Introduction to several common GC algorithms

This article is mainly about the commonly used GC algorithm (Reference countingMark-sweepReplication algorithmMark-sweep algorithm) Make relevant explanations and give a brief introduction to relevant knowledge.

1. What is a heap?

Heap refers to the memory space used to store objects dynamically (that is, when executing programs).And this object, inIn object-oriented programming, it refers to "things with attributes and behavior", However inIn the GC world, objects represent "a collection of data used by applications". Specific to the Java heap, it is a memory area shared by all threads and is created when the virtual machine is started. The sole purpose of this memory area is to store object instances, where almost all object instances are allocated memory. (The object instance here can be understood as the aforementioned object, because not only Java has automatic GC, but also Python, JavaScript and other languages, so in a broad sense, the object is a better expression, of course, Java array is also allocated On the heap).

 

Second, the evaluation criteria of the GC algorithm

The evaluation criteria of the GC algorithm are mainly the following 4 points:

1. Throughput: The processing capacity per unit time.

2. Maximum pause time: Time required to suspend program execution due to GC execution.

3. Heap usage efficiency: Fish and bear's paws can't have both. Heap utilization efficiency and throughput, and maximum pause time cannot be satisfied at the same time. That is, the larger the available heap, the faster the GC runs; on the contrary, if you want to use the limited heap, the longer the GC takes.

4. Locality of access: In the hierarchical structure of memory, we know that the more high-speed access memory capacity will be smaller (for details, please refer to the memory article I wrote). Due to the locality principle of the program, putting frequently used data closer to the heap can improve the efficiency of the program.

3. Accessibility

The so-called reachability is to use a series of objects called "GC Roots" as the starting point, and start searching downward from these nodes. The path that the search takes is called a reference chain. When an object is connected to GC Roots without any reference chain ( In the words of graph theory, when GC Roots reach this object is unreachable, it means that this object is not available.
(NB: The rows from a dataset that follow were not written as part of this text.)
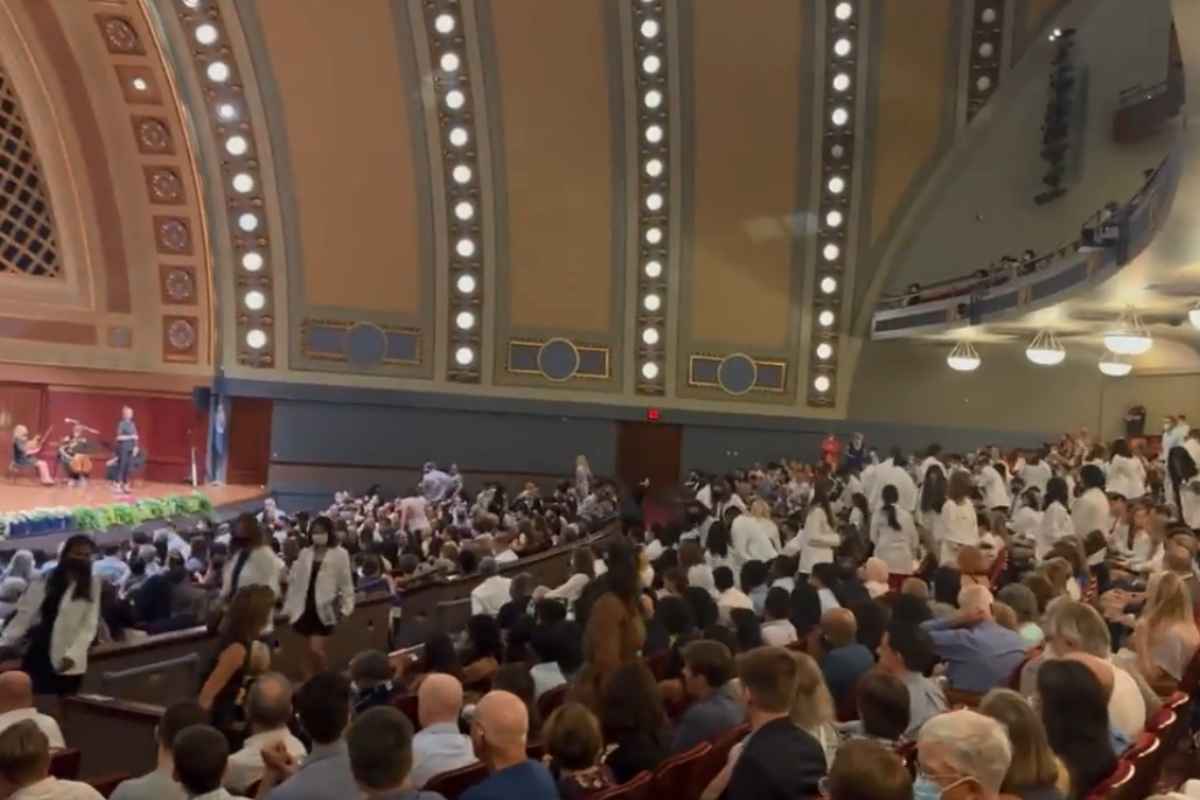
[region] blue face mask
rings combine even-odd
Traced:
[[[912,782],[913,800],[941,800],[941,796],[942,787],[924,775],[918,775],[917,780]]]

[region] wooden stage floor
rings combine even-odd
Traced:
[[[67,486],[37,486],[23,479],[20,483],[0,483],[0,513],[31,511],[40,507],[103,506],[113,503],[156,500],[173,494],[191,494],[197,489],[187,483],[137,483],[133,494],[116,494],[107,481],[91,481],[85,488]],[[228,506],[264,497],[262,486],[202,486],[199,492],[214,506]]]

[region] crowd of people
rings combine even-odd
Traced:
[[[168,534],[140,591],[192,549],[184,584],[216,596],[218,646],[196,699],[164,712],[158,769],[113,796],[434,799],[466,770],[462,800],[576,800],[732,736],[703,800],[1079,800],[1195,669],[1198,459],[1182,417],[1157,452],[1080,432],[881,458],[856,437],[812,464],[695,473],[678,513],[649,525],[646,487],[622,504],[582,457],[545,497],[472,497],[430,467],[392,501],[269,505],[230,541],[202,540],[210,560],[229,547],[216,567],[191,569],[196,541]],[[618,513],[619,533],[582,541],[588,519]],[[558,585],[503,569],[571,542]],[[80,594],[137,607],[140,547],[94,560],[72,540],[30,578],[4,636],[48,646],[0,675],[0,781],[53,781],[42,762],[62,736],[32,697],[48,669],[61,693],[86,668],[82,638],[59,630],[86,628]],[[430,573],[478,576],[464,631],[325,668],[355,595],[402,606]],[[272,670],[277,606],[312,643],[301,684]],[[79,792],[53,796],[92,796]]]

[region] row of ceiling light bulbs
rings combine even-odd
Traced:
[[[1200,329],[1200,308],[1190,311],[1188,319]],[[1153,344],[1154,339],[1141,318],[1133,308],[1127,308],[1116,325],[1104,333],[1104,349],[1108,353],[1097,366],[1105,375],[1122,378],[1133,372],[1133,365],[1127,359],[1148,353]],[[1067,359],[1067,350],[1054,331],[1042,330],[1025,348],[1025,357],[1040,367],[1055,367]],[[960,339],[946,356],[946,363],[958,372],[973,372],[983,360],[970,342]]]
[[[192,11],[198,11],[202,6],[202,0],[181,0],[184,6]],[[221,31],[211,22],[203,22],[192,29],[192,37],[196,40],[197,44],[200,47],[214,47],[221,41]],[[208,62],[204,68],[204,76],[208,80],[217,88],[228,85],[230,78],[233,78],[233,67],[229,66],[223,59],[214,59]],[[138,91],[145,91],[148,89],[146,82],[142,78],[136,78],[133,80],[133,88]],[[216,115],[216,121],[218,125],[233,125],[239,121],[241,116],[241,110],[233,100],[223,96],[217,97],[215,108],[212,109]],[[247,137],[241,133],[233,133],[224,139],[224,151],[233,156],[234,158],[246,157],[251,150],[251,143]],[[233,191],[241,196],[248,196],[256,191],[257,184],[254,176],[244,170],[234,173],[230,179],[230,186]],[[247,235],[253,235],[258,231],[262,225],[262,219],[259,215],[254,211],[242,211],[236,218],[238,229]],[[263,254],[257,249],[247,249],[241,255],[241,266],[250,273],[259,272],[266,261]],[[251,312],[260,312],[266,307],[266,295],[257,288],[248,288],[241,297],[242,303]],[[266,331],[260,327],[252,327],[246,331],[246,345],[252,350],[262,350],[266,347]]]

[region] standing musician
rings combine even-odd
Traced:
[[[88,475],[91,474],[91,457],[88,455],[89,433],[98,433],[83,425],[82,422],[73,422],[71,428],[71,435],[64,437],[62,444],[59,445],[59,463],[62,464],[67,470],[67,479],[70,483],[74,486],[76,483],[83,485],[88,482]]]
[[[138,455],[138,426],[133,425],[133,409],[126,405],[121,409],[121,421],[116,423],[116,480],[113,488],[124,494],[130,493],[130,469]]]
[[[49,434],[49,431],[46,433]],[[16,468],[34,467],[37,469],[37,477],[41,479],[42,486],[53,486],[54,479],[50,477],[49,464],[37,457],[44,439],[44,435],[30,439],[29,428],[24,425],[16,426],[12,429],[12,465]]]

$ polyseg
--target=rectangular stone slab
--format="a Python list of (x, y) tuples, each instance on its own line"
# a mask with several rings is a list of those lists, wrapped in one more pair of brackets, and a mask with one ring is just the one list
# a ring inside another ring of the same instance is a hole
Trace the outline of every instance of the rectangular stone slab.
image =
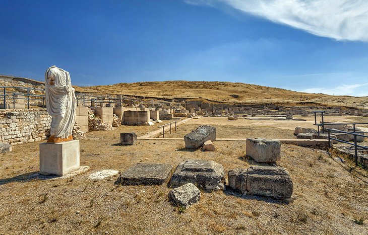
[(115, 183), (121, 185), (160, 185), (171, 176), (169, 164), (138, 163), (120, 174)]
[(79, 140), (40, 144), (40, 174), (64, 176), (79, 169)]
[(184, 136), (187, 148), (198, 148), (207, 140), (213, 142), (216, 139), (216, 128), (202, 125)]
[(293, 184), (283, 168), (254, 166), (248, 170), (247, 191), (251, 195), (288, 198), (292, 195)]

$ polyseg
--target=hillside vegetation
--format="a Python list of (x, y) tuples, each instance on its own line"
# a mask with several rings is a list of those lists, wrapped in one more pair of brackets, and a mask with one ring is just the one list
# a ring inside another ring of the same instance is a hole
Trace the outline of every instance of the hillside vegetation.
[[(330, 96), (297, 92), (280, 88), (227, 82), (174, 81), (119, 83), (112, 85), (76, 87), (79, 92), (95, 95), (122, 94), (146, 97), (205, 99), (228, 103), (267, 102), (270, 100), (308, 101), (330, 105), (361, 108), (368, 106), (368, 97)], [(365, 106), (363, 106), (365, 105)]]
[(119, 83), (112, 85), (78, 87), (78, 91), (99, 94), (136, 95), (157, 97), (203, 98), (214, 100), (250, 99), (309, 100), (325, 97), (285, 89), (227, 82), (185, 81)]

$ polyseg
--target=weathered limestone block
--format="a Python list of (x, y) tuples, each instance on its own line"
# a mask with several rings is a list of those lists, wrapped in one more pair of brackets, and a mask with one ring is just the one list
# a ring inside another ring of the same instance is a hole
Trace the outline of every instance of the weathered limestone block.
[(292, 114), (286, 114), (286, 119), (292, 119)]
[(294, 130), (294, 134), (297, 135), (300, 133), (315, 133), (316, 129), (314, 128), (303, 128), (300, 126), (295, 127)]
[[(348, 129), (349, 132), (353, 132), (354, 131), (354, 128), (349, 128)], [(355, 128), (355, 131), (361, 131), (361, 130), (359, 128)], [(362, 134), (362, 135), (366, 135), (366, 133), (359, 133), (358, 134)], [(364, 139), (364, 137), (363, 136), (356, 136), (356, 142), (358, 143), (360, 143), (361, 142), (363, 142)], [(354, 141), (354, 135), (349, 134), (349, 140), (351, 141)]]
[(0, 153), (12, 151), (12, 145), (9, 143), (0, 142)]
[(276, 162), (281, 159), (279, 141), (264, 138), (247, 139), (247, 155), (258, 163)]
[(247, 192), (247, 177), (248, 169), (237, 169), (227, 172), (229, 187), (241, 193)]
[(174, 113), (174, 117), (187, 117), (186, 113)]
[(282, 168), (251, 167), (247, 174), (247, 191), (250, 194), (283, 198), (292, 195), (291, 179)]
[(312, 139), (313, 137), (313, 133), (299, 133), (296, 135), (297, 139)]
[(174, 115), (172, 113), (160, 114), (160, 119), (161, 120), (171, 120), (174, 117)]
[(61, 176), (79, 167), (79, 140), (40, 144), (40, 174)]
[(207, 140), (203, 143), (202, 147), (203, 151), (216, 151), (217, 149), (211, 140)]
[(201, 199), (201, 191), (192, 183), (170, 190), (169, 198), (175, 205), (187, 207)]
[(177, 187), (188, 183), (208, 190), (223, 189), (224, 168), (213, 161), (186, 161), (176, 168), (170, 181), (170, 187)]
[(137, 134), (135, 132), (120, 133), (120, 144), (122, 145), (131, 145), (137, 142)]
[(115, 182), (121, 185), (160, 185), (168, 179), (172, 166), (169, 164), (138, 163), (120, 175)]
[(207, 140), (216, 139), (216, 128), (213, 126), (202, 125), (184, 136), (187, 148), (198, 148)]
[[(336, 129), (333, 129), (333, 131), (335, 130)], [(333, 134), (334, 134), (336, 138), (338, 139), (340, 139), (340, 140), (343, 140), (345, 141), (349, 141), (350, 140), (349, 138), (349, 134), (346, 134), (346, 133), (334, 133)]]

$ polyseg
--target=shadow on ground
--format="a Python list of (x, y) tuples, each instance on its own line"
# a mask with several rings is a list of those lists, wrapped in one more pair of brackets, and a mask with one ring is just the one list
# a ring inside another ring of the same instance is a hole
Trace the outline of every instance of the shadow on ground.
[(20, 182), (25, 183), (32, 180), (49, 180), (50, 179), (53, 179), (55, 178), (59, 177), (56, 176), (43, 176), (40, 175), (39, 172), (33, 172), (28, 173), (25, 173), (19, 176), (15, 176), (8, 179), (0, 179), (0, 185), (4, 185), (9, 183), (13, 182)]

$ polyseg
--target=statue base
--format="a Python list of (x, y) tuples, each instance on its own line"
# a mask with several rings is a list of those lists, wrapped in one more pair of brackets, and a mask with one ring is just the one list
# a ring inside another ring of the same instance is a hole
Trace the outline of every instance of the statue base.
[(79, 140), (40, 144), (40, 174), (62, 176), (79, 169)]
As shown in the figure below, ABC is reachable and DE is unreachable.

What about GC Roots? Taking Java as an example, there are the following:

1. Objects referenced in the stack (local variable table in the stack frame).

2. Static members in the method area.

3. Objects (global variables) referenced by constants in the method area.
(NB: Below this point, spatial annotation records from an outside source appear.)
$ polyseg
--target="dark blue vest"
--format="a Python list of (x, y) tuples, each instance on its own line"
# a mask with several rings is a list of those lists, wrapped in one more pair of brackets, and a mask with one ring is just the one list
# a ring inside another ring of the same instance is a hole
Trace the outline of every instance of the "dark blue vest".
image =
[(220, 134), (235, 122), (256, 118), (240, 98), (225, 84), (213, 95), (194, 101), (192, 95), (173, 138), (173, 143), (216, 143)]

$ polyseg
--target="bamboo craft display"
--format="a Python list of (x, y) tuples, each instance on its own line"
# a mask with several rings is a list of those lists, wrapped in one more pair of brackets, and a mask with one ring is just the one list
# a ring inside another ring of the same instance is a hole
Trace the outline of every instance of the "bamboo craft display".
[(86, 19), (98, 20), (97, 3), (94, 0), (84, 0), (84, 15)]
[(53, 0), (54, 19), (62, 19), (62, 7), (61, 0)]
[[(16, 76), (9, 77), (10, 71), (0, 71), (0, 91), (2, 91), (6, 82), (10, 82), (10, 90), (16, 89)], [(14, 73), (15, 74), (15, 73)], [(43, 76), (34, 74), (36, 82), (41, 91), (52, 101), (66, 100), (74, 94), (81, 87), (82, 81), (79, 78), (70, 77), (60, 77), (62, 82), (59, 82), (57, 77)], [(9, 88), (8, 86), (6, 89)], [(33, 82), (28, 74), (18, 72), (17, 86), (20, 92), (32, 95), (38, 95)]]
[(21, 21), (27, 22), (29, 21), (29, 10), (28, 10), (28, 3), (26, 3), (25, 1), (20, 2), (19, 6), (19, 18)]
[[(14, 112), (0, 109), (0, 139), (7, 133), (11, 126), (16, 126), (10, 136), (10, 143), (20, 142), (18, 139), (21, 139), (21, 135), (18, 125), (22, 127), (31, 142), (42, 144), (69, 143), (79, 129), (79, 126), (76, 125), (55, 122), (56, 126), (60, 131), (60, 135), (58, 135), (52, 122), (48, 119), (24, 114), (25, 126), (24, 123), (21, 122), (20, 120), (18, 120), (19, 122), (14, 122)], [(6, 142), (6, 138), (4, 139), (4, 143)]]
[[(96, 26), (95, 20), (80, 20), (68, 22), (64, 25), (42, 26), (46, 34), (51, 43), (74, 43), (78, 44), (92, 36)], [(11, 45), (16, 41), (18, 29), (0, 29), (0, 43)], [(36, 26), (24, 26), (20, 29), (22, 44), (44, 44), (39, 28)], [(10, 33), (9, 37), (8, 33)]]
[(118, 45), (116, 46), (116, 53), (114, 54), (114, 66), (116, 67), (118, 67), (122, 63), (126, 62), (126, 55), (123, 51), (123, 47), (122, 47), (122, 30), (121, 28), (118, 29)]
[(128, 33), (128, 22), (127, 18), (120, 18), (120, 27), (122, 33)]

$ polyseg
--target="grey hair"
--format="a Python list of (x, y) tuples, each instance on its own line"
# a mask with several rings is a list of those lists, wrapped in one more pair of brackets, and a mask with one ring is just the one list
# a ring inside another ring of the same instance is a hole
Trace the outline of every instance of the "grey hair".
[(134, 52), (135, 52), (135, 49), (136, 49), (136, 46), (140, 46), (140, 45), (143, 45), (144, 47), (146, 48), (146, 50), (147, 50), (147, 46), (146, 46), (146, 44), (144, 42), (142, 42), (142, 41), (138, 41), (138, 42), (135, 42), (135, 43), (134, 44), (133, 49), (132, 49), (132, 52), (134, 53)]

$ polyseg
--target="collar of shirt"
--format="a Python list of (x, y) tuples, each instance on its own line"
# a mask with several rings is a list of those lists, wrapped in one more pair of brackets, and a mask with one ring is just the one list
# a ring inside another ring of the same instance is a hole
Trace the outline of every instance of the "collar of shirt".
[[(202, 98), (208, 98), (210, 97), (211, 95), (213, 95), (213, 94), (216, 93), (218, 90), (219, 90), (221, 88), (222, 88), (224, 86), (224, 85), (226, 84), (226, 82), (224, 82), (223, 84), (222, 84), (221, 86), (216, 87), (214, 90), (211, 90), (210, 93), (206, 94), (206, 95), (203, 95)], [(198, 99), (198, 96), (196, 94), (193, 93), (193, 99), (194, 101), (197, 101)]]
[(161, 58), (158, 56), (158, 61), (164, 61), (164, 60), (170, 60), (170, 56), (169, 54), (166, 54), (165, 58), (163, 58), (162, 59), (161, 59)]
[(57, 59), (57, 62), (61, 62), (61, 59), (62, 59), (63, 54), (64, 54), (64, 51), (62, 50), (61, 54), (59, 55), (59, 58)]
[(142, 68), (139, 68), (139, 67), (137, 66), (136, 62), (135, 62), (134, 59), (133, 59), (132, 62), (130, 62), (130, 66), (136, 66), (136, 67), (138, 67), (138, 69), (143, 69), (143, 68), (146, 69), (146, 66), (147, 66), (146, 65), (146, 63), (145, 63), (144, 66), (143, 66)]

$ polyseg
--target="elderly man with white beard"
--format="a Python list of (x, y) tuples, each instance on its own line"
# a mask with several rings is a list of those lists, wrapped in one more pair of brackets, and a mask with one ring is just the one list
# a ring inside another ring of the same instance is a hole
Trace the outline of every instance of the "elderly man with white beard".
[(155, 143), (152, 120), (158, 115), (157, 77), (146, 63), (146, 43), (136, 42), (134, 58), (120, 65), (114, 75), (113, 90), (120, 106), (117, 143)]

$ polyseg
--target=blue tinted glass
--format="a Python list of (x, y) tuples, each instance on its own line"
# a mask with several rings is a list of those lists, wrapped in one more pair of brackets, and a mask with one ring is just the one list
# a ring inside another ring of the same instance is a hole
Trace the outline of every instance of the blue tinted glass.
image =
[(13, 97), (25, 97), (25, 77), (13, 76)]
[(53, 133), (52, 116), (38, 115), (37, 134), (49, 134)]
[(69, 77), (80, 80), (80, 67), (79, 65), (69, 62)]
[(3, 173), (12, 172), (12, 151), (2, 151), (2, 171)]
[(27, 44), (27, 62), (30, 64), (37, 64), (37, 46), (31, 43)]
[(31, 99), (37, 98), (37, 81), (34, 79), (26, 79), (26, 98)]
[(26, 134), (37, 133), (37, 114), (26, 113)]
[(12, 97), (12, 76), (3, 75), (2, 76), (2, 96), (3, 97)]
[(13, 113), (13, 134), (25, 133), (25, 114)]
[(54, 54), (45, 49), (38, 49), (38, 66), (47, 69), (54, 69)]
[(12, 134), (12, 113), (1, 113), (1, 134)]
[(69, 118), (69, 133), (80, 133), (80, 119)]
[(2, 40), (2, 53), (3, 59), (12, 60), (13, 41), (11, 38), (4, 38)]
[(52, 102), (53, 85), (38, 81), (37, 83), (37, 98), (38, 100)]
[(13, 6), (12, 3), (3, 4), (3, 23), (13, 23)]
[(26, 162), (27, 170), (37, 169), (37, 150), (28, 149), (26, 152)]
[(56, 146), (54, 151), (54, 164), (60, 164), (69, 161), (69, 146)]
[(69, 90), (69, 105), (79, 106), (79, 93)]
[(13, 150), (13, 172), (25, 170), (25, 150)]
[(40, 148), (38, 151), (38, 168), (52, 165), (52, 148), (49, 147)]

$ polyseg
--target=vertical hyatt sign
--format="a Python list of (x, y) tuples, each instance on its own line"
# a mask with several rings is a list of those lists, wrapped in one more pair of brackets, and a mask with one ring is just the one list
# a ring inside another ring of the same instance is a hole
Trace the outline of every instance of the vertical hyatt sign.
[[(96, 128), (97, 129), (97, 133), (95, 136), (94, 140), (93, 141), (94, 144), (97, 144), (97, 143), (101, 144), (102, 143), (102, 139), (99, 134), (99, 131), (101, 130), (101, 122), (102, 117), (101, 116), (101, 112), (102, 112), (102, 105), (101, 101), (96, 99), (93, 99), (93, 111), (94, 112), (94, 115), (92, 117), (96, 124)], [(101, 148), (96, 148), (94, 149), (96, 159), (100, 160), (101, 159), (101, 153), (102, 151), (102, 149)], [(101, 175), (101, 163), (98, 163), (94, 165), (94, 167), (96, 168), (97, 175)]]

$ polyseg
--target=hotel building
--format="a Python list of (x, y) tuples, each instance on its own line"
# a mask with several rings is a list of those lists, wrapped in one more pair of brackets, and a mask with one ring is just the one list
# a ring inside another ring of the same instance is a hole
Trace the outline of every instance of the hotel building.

4. The object referenced by JNI (general Native method) in the local method stack.

Note: The first and fourth types refer to the local variable table of the method. The second expression means more clearly. The third type mainly refers to the constant value declared as final.

Four, reference counting method

1. What is reference counting?

The so-called reference counting method is to give each object a reference counter. Whenever there is a reference to it, the counter will increase by 1. When the reference is invalid, the value of the counter will decrease by 1. The value of the counter is 0 at any time. The object cannot be used anymore.

This reference counting method is not used by Java, but Python does use it. And the most primitive reference counting method does not use GC Roots.

2. Advantages

<1> Instant garbage collection: In this method, each object always knows whether it has been referenced. When the value of the reference is 0, the object can immediately link itself to the free list as free space.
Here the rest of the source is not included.